Chemostat experiments.
The chemostats were made from a 50-ml plastic syringe (Terumo Europe N.V., Leuven, Belgium) with a rubber stopper containing a glass tube for outlet of the effluent culture and another for intake of air, which was passed through a 0.2-µm-pore-size filter. In addition, a thin hypodermic needle was inserted for injection of medium and another was inserted for withdrawal of samples from the chemostat. All chemostats were coated with a dimethyl-dichlorosilane solution (Sigma) to avoid attachment of cells to the chemostat walls. In addition, occurrence of bacterial growth on the chemostat wall was tested after each experiment by scraping of samples from the wall followed by plating. In all experiments the total CFU of suspended cells were at least 100 times higher than the number of surface-attached cells, indicating that a potential bias of the chemostat data by development of biofilms on the chemostat walls was insignificant in the present experiments.
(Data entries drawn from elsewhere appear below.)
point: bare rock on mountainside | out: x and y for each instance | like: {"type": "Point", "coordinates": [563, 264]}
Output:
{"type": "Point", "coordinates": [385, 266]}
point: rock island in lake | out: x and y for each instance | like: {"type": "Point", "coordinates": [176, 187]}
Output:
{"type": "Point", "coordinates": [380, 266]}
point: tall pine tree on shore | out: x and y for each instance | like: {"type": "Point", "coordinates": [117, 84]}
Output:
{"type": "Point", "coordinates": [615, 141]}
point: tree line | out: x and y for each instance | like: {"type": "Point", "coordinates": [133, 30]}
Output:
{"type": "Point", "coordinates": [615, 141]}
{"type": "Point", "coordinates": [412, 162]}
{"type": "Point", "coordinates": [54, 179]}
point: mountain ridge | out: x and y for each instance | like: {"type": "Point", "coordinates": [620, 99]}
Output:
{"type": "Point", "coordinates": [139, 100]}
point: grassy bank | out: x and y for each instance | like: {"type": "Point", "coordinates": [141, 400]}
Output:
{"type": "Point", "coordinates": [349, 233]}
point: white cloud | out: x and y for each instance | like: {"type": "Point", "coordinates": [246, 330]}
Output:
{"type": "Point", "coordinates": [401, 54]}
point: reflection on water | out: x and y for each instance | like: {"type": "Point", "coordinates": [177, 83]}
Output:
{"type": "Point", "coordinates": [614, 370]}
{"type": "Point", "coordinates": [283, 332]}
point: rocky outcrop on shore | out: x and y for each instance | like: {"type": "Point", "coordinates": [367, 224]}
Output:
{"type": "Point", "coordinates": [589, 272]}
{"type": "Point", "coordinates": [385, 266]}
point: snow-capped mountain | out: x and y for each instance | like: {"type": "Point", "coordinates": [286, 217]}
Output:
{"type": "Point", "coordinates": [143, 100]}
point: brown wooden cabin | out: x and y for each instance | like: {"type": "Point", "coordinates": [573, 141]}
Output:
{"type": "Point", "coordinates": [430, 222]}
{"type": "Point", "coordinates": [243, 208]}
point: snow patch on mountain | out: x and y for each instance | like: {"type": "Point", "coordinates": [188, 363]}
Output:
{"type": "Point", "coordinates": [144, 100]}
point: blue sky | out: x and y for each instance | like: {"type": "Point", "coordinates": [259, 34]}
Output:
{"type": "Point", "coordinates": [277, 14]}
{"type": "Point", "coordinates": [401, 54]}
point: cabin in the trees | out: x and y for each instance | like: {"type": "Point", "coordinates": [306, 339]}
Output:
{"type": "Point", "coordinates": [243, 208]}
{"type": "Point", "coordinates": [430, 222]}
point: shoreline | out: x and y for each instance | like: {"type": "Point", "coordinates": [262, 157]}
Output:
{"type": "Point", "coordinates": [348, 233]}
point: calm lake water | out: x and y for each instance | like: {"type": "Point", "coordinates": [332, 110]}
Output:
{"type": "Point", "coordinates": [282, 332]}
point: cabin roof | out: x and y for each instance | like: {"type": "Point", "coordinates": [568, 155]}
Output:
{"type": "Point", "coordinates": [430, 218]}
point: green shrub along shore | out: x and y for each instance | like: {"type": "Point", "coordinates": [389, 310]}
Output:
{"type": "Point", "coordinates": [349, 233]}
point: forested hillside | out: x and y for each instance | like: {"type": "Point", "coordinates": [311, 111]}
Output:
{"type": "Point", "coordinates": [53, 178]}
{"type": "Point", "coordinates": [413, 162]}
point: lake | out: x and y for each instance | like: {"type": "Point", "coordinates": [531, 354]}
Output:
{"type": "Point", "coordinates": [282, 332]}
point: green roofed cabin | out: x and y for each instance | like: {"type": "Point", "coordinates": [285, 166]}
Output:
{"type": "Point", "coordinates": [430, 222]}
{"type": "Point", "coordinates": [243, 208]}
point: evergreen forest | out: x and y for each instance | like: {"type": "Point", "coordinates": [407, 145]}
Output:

Six chemostats were run in parallel at the same time. The chemostats were supplied with FAB medium containing 5 mM benzyl alcohol (Merck), and the dilution rate was kept at 6 ml/h with a 205S peristaltic pump (Watson Marlow Inc., Wilmington, Mass.). The chemostats were inoculated with 25 ml of an overnight culture of either P. putida R1 or Acinetobacter strain C6 grown in FAB minimal medium supplemented with 2 mM benzoate and 5 mM benzyl alcohol. In chemostats where P. putida R1 and Acinetobacter strain C6 were mixed, 25 ml of overnight cultures of both strains were mixed before inoculation. The chemostats were sampled at 1-day intervals. For each sample the optical density at 450 nm was measured and the CFU per milliliter for each strain was enumerated by plating on LB broth plates containing antibiotics for selection of P. putida R1 or Acinetobacter strain C6. The chemostats were checked for contaminating organisms by plating on LB broth plates without addition of antibiotics (data not shown).

Flow chamber experiments.
Biofilms were grown at room temperature in three-channel flow chambers with individual channel dimensions of 1 by 4 by 40 mm. The flow system was assembled and prepared as described previously (3). The substratum was a microscope glass coverslip (st1; Knittel Gläser, Braunschweig, Germany). Each channel was supplied with a flow of 3 ml/h (flow rate of 0.2 mm/s) of FAB medium containing 0.5 mM benzyl alcohol. Flow cells were inoculated with mixtures of overnight cultures of P. putida R1 and Acinetobacter strain C6 grown in LB medium. P. putida R1 was diluted 20 times, and Acinetobacter strain C6 was diluted 4 times, in 0.9% NaCl. After the medium flow was stopped, the flow channels were turned upside down and 250 µl of the diluted mixture was carefully injected into each flow channel with a small syringe. After 1 h, the flow channels were turned around and the flow was resumed using a 205S peristaltic pump (Watson Marlow). Enumeration of detaching biofilm cells was performed by collecting 0.5 to 1 ml of cells from the flow chamber effluent in an Eppendorf tube kept on ice. The cells were vortexed for at least 20 s, which was shown by microscopic inspection to be enough to ensure dispersion of cell clumps. The effluent cells were enumerated for each strain by plating on LB broth plates containing antibiotics for selection of P. putida R1 or Acinetobacter strain C6. The flow chambers were checked for contaminating organisms by plating on LB broth plates without antibiotics (data not shown).

Oligonucleotide probes.
For in situ 16S rRNA hybridizations two different oligonucleotide probes were used. A probe specific for P. putida subgroup A, PP986 (14), was labeled with the indocarbocyanine dye CY5, and the probe specific for Acinetobacter sp. strain C6, ACN449 (15), was labeled with the indocarbocyanine dye CY3. Hybridization was performed in 30% formamide at 37°C, as this stringency proved to be sufficient for distinguishing the species in the model consortium. The probes were purchased from Hobolth DNA Syntese (Hillerød, Denmark).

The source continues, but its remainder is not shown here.